On the other hand, a limitation of the study could be the small number of the subjects in each group. However, each measurement was made at our best, and the range of airflow obstruction severity, according to baseline FEV1 values as % predicted, was very large in the group with obstructive defects, leaving us very confident that these results were not obtained simply by chance.
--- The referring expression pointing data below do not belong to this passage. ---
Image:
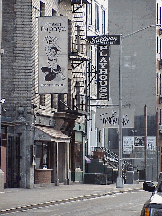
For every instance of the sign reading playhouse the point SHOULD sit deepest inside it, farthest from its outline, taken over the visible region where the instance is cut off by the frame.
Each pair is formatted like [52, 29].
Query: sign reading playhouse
[53, 54]
[103, 73]
[103, 42]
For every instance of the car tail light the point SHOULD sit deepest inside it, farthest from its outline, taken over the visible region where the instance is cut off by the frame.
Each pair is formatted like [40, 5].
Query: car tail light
[147, 211]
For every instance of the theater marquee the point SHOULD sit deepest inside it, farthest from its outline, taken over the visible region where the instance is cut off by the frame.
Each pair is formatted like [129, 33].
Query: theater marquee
[103, 73]
[53, 54]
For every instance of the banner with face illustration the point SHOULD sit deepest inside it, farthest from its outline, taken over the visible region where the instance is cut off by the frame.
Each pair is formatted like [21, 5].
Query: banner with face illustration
[53, 54]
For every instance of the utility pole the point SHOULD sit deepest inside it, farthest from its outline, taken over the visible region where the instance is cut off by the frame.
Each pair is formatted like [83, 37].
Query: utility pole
[145, 139]
[119, 182]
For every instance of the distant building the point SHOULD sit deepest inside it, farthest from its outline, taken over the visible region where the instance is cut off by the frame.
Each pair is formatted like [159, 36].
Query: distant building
[43, 130]
[141, 76]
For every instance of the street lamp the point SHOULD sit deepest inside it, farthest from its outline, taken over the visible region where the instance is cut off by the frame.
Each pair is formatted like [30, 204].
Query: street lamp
[119, 182]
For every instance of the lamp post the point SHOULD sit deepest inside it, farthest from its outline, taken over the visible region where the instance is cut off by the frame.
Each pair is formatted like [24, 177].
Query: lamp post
[119, 183]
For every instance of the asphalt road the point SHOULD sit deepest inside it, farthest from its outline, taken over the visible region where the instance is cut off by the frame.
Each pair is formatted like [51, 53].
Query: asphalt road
[121, 204]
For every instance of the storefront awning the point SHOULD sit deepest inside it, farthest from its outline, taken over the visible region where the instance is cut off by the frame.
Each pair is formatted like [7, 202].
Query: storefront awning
[43, 133]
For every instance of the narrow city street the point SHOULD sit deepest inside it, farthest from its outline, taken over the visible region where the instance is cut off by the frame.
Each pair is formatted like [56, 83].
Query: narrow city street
[121, 204]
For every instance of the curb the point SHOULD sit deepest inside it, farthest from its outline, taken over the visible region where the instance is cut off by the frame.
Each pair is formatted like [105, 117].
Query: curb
[56, 202]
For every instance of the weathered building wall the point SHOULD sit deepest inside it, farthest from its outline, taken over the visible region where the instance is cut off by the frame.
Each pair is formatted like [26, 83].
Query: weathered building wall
[138, 60]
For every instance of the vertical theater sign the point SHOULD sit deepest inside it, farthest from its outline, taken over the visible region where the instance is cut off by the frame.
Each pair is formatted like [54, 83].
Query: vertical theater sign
[53, 54]
[103, 72]
[103, 42]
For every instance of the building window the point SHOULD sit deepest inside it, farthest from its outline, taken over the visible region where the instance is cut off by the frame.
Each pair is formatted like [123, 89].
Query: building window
[103, 22]
[42, 9]
[42, 99]
[96, 17]
[42, 158]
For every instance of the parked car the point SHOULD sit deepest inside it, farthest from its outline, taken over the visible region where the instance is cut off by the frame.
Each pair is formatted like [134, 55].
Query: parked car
[153, 206]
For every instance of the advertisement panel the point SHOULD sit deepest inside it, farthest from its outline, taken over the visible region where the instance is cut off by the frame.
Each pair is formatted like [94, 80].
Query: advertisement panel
[138, 141]
[109, 118]
[151, 142]
[104, 40]
[53, 54]
[128, 144]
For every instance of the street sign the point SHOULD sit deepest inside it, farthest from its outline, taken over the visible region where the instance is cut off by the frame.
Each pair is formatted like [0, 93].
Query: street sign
[128, 144]
[104, 40]
[109, 118]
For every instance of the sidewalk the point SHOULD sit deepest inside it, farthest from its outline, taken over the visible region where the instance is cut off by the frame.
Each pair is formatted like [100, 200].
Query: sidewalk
[19, 198]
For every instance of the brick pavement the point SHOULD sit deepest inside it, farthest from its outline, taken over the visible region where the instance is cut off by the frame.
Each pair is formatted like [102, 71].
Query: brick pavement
[19, 198]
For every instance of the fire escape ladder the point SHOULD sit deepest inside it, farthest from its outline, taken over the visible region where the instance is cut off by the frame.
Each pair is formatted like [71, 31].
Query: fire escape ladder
[79, 42]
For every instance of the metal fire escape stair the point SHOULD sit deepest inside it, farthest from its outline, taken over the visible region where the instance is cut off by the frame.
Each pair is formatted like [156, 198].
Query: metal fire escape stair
[77, 55]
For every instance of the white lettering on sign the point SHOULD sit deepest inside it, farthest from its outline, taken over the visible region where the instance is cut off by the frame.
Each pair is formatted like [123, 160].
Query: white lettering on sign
[105, 39]
[50, 27]
[109, 117]
[102, 76]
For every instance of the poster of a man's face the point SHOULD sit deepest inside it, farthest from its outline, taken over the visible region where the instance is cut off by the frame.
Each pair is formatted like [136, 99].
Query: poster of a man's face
[53, 54]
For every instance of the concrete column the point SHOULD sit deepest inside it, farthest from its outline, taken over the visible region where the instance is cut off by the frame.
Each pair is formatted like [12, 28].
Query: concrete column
[57, 176]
In conclusion, both radiographic (i.e. CT scan with spirometric gating) and plethysmographic methods provide similar values of lung volumes in all circumstances, suggesting that body plethysmography, when performed with a standardized procedure, does not overestimate TLC, FRC and RV even in the presence of airflow obstruction. In contrast, the He dilution method can measure lower lung volumes in some patients with airflow obstruction. Actually, these methods are complementary because the difference in FRC between the He dilution technique and body plethysmography (or CT scan) eventually found in obstructed patients might be very useful to quantify the amount of lung volume that is not appropriately ventilated due to the functional closure of small airways at end-expiratory lung volume.
Financial Disclosure and Conflicts of Interest
All authors declare no conflicts of interest concerning the content of this study.